Şizoid kişilik bozukluğu nedir?

Şizoid kişilik bozukluğu, yakın ilişkiler kurmaktan uzak ve duyguları ifade etmekte kısıtlı olunması ile karakterize bir bozukluktur. Bu bozukluğa sahip bireyler yakınlaşma isteğinden yoksun ve sosyalleşmekten kaçınarak daha çok yalnız kalmayı tercih ederler. Yalnız olmayı tercih ettikleri için meslek seçimlerini de buna göre yaparlar, insanlarla iletişim gerektirmeyen bilgisayar programcılığı, yazılım gibi evden yapabilecekleri işlere yönelebilirler. Hayatı planlamak, belirli bir amaç ve hedef oluşturmak yerine daha çok hayatın akışında sürüklenmeye eğilimlidirler. Olumlu ya da olumsuz fark etmeksizin her duygularında kısıtlı oldukları için ciddi felaketler karşısında bile çok pasif ve durgun tepkiler verebilirler. Cinsel anlamda herhangi bir işlev bozuklukları yoktur ancak çoğu zaman duygusal ve sorumluluk gerektiren fiziksel temaslardan kaçınarak daha yüzeysel ve kısa süren cinsel deneyimler yaşarlar. Bu sebeple evlilik gibi sorumluluk gerektiren bir ilişkisinin parçası olmak istemez ve kaçınırlar. Duygusal anlamda soğuk ve samimiyet kuramadıkları, kendi sorunları dışında başkalarının sorun ve isteklerine duyarsız oldukları için karşı cins tarafından düz bir birey olarak tanımlanırlar. Bireyin çocukluk, ergenlik ve genç yetişkinlik dönemindeki davranışları gelişim ve değişim sürecine bağlı olarak yorumlandığı için genellikle yetişkinlik döneminde teşhis edilmektedir. Toplumda görülme sıklığı olarak %3-5 arasındadır ve genel olarak erkeklerde kadınlara oranla daha yaygındır.

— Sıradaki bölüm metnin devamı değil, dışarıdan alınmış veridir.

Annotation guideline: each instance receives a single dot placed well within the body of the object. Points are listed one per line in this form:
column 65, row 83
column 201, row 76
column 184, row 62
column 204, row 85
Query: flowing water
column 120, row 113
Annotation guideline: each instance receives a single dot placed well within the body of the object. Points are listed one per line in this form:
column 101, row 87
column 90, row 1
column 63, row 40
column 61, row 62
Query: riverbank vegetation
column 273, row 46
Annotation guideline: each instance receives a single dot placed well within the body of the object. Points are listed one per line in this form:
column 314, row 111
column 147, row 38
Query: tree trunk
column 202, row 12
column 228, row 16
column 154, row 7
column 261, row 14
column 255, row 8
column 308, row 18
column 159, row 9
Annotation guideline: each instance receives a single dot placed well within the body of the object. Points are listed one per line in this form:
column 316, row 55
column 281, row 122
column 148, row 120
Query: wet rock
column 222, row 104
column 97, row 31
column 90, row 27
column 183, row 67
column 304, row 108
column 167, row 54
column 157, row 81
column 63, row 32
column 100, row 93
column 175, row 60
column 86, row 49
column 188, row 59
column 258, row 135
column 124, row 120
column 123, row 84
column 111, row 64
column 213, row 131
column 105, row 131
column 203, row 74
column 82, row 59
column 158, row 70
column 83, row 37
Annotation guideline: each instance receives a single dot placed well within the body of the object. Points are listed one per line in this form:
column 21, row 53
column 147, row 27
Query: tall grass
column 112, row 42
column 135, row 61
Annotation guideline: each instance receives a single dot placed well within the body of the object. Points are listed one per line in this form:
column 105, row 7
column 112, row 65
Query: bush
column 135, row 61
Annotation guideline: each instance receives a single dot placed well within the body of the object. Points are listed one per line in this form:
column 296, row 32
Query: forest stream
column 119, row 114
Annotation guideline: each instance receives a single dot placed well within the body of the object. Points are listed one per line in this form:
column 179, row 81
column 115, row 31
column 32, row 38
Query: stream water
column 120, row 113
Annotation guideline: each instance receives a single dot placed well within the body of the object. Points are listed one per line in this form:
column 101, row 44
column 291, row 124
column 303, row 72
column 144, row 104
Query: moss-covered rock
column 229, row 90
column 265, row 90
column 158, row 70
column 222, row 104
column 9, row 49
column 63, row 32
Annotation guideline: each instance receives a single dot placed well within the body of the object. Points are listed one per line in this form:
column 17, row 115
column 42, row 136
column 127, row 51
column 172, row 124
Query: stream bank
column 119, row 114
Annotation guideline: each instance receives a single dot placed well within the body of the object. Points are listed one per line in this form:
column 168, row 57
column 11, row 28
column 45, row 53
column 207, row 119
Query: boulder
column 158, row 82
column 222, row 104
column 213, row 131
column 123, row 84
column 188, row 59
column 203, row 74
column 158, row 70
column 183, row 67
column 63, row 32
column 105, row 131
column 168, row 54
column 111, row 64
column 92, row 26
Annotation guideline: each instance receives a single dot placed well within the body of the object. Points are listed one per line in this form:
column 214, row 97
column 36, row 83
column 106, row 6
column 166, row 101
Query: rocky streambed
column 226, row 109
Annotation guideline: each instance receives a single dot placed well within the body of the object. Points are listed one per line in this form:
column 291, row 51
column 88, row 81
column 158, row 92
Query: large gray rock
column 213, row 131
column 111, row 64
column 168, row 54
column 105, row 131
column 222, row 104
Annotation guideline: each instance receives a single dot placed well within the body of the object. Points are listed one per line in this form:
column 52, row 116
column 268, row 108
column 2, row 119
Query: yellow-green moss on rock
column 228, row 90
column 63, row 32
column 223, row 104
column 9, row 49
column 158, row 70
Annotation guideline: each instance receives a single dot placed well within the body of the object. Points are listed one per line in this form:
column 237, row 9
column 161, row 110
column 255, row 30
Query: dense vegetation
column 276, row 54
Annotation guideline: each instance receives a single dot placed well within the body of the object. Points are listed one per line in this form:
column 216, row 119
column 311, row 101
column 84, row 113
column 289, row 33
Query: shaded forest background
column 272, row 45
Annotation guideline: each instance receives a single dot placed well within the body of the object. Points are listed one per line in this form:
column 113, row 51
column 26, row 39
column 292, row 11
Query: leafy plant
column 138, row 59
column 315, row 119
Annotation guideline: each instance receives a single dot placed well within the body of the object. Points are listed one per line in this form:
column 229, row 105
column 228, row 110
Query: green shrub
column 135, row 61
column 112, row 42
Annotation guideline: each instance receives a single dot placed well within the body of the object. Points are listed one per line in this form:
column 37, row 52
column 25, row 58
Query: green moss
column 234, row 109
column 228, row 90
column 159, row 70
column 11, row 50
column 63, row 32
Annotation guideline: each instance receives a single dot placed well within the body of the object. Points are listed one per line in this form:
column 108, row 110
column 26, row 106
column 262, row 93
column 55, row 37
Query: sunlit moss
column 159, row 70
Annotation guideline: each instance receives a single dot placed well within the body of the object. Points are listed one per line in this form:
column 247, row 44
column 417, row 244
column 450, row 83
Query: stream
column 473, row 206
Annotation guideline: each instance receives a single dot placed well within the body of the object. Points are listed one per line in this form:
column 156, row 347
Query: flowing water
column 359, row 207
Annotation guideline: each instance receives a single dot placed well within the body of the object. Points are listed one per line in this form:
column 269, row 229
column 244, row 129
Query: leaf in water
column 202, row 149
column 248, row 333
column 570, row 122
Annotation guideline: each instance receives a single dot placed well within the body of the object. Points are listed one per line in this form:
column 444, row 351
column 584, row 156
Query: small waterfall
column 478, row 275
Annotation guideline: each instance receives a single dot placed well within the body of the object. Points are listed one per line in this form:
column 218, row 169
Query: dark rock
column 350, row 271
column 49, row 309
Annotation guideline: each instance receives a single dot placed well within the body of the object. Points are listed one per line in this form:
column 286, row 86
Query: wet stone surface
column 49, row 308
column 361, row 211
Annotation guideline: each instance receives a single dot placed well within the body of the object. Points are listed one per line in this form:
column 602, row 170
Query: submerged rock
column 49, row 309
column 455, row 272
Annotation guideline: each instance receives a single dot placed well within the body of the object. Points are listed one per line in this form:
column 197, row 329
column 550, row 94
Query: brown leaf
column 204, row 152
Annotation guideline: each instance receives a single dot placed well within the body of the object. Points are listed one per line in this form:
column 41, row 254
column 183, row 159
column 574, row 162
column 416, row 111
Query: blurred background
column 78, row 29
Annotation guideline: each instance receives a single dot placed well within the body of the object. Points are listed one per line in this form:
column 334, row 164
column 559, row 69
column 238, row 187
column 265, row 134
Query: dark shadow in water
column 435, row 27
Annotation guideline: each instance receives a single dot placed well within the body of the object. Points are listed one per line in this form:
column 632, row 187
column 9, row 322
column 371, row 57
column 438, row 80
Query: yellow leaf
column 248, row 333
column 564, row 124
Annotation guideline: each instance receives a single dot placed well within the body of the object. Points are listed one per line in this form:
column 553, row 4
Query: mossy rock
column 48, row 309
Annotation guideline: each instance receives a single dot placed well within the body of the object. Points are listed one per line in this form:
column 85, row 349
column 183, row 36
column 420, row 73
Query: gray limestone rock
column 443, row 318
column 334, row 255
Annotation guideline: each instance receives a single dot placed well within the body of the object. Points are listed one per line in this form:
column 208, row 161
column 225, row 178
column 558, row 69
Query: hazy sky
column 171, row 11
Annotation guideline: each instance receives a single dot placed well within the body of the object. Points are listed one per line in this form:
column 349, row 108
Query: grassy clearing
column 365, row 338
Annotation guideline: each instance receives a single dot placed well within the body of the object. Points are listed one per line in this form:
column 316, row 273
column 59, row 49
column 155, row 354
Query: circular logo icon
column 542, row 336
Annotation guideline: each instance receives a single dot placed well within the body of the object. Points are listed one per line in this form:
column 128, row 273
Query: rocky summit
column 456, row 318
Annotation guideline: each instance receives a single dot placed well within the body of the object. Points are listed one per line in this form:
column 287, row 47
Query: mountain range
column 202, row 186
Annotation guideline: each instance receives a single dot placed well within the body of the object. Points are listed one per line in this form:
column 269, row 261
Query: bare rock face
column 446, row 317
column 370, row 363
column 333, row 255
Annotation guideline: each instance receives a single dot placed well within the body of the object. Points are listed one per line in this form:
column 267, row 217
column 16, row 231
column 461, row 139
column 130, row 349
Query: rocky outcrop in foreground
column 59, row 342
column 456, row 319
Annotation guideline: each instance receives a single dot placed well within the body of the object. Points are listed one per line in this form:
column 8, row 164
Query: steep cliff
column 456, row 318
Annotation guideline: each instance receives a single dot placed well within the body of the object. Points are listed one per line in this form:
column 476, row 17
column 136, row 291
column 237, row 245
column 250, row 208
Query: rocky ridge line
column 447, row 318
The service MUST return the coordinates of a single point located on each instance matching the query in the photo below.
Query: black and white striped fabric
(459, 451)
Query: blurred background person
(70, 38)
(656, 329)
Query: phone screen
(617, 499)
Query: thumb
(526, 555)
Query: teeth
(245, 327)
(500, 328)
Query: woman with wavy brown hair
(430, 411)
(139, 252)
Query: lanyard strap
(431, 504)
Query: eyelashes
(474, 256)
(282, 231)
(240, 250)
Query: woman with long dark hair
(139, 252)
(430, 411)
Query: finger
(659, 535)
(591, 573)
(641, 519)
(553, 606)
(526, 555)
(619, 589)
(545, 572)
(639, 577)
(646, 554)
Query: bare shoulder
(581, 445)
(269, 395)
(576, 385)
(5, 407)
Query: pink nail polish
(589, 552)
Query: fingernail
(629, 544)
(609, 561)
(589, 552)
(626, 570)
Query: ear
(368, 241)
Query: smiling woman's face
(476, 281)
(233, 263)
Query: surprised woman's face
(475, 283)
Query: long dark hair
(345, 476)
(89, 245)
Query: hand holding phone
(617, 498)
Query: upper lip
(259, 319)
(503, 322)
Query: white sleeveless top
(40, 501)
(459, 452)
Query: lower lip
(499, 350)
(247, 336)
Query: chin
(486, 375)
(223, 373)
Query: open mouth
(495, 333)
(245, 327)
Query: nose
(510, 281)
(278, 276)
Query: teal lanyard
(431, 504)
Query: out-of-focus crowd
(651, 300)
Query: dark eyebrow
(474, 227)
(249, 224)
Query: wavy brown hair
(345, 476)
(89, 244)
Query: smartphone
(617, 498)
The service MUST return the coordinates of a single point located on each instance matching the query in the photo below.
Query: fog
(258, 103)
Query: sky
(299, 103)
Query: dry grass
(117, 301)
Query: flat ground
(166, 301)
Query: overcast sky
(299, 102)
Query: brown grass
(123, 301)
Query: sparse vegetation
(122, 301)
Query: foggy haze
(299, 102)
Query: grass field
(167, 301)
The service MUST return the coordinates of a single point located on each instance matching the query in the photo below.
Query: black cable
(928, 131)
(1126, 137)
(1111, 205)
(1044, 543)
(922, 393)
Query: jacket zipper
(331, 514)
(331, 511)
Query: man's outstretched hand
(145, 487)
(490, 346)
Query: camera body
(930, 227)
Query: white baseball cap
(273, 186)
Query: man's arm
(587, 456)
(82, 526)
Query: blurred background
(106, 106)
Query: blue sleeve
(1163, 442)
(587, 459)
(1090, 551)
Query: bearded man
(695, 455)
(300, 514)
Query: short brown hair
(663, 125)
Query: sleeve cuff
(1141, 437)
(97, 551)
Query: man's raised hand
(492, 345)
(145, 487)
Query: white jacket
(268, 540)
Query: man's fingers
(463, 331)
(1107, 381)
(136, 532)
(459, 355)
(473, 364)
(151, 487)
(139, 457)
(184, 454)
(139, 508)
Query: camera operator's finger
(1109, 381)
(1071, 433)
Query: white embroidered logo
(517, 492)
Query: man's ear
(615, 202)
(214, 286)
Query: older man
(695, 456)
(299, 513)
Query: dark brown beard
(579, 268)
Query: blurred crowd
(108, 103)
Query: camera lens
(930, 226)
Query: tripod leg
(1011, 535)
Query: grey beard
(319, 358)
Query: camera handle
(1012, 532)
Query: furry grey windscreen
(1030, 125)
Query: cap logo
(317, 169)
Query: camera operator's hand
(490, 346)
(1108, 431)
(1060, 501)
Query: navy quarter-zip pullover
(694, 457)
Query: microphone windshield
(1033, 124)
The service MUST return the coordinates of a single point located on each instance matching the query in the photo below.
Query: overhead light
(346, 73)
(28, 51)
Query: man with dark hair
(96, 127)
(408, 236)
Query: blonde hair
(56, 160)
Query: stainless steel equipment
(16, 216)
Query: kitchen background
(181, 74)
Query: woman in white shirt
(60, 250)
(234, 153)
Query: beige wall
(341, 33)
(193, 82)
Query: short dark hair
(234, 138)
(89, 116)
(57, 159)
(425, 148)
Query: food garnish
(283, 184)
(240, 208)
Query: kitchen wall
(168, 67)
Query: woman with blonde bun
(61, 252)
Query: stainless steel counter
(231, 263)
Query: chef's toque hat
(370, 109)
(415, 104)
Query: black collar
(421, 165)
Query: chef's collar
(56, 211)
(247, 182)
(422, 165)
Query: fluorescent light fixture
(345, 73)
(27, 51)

Şizoid Kişilik Bozukluğunun Nedenleri:
Çocukluk çağında kişilik formları, kalıtsal eğilimlerin ve çevresel faktörlerin etkileşimi ile şekillenir. Çocukluk çağında dış dünyayı nasıl gördüğünüz, nasıl anladığınız ve tanımladığınız genetik faktörlerin yanında daha çok aile tutumu ile şekillenir. Çocukluk çağındaki soğuk, fiziksel temastan uzak aile iletişim ve etkileşimleri ilişkileri yanlış tanımlamaya sebep olabilir. Buda sizi diğer insanlardan ayıran ve kişiliğinizin bir parçası olan ilişki tutumunuzu, duyguları ifade etme şekillerinizi yanlış inanış ve formlar doğrultusunda oluşturmanıza sebebiyet vermiş olabilir. Bunun yanında aileden alınan sosyal ipuçlarının doğru olmayan bir şekilde yorumlamak ve zihinde oluşan sorulara uygun cevap verememek konusundaki genetik eğilimlerde, ilişki ve ifade formlarını şekillendiren kalıtsal sebepler arasındadır.